Introduction
This post offers a cost-effective blueprint for deploying Apache Airflow for small to medium workloads, an alternative to pricier solutions like Astronomer. It's tailored for those familiar with AWS, CloudFormation, Airflow, and related DevOps concepts. If that's not you, share this guide with your tech team or reach out to Three Ventures for professional help.
Ensure our solution's assumptions align with your needs before deployment:
- An environment can be made available in AWS for these resources.
- You’re using GitHub to manage source code.
This article details an automated method for deploying Airflow on AWS, allowing for consistent multi-environment setups (dev, stage, production). The focus is on Airflow's core architecture components (Redis, PostgreSQL, Scheduler, Worker, Web) and its service features, such as connections and DAGs. We've shared a public repository with code for a standard Airflow setup, influenced by the Airflow Autoscaling ECS repository, but with enhanced security and added utilities.
The Production Problem
Airflow's local setup is straightforward, but production deployment, especially outside Kubernetes, is more complex. Most online solutions are incomplete or focus on Airflow v1, despite v2 being the latest version.

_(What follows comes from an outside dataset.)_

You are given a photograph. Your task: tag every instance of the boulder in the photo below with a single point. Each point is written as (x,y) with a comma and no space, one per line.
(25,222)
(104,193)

Airflow can get costly based on DAG configurations and runtimes. We've developed a method for cost-effective, consistent production deployments using AWS Fargate.
The Production Solution
We utilized CloudFormation for a turnkey solution to deploy consistent Airflow environments in AWS, ensuring identical infrastructure across production, staging, and development. Rather than adding external tools like Terraform or Pulumi, we chose CloudFormation, AWS's native IaC solution. The AirFlow Stack handles everything from initial setup to DAG updates through an integrated CI pipeline. Refer to the architecture diagrams below for a snapshot of the Airflow application layers.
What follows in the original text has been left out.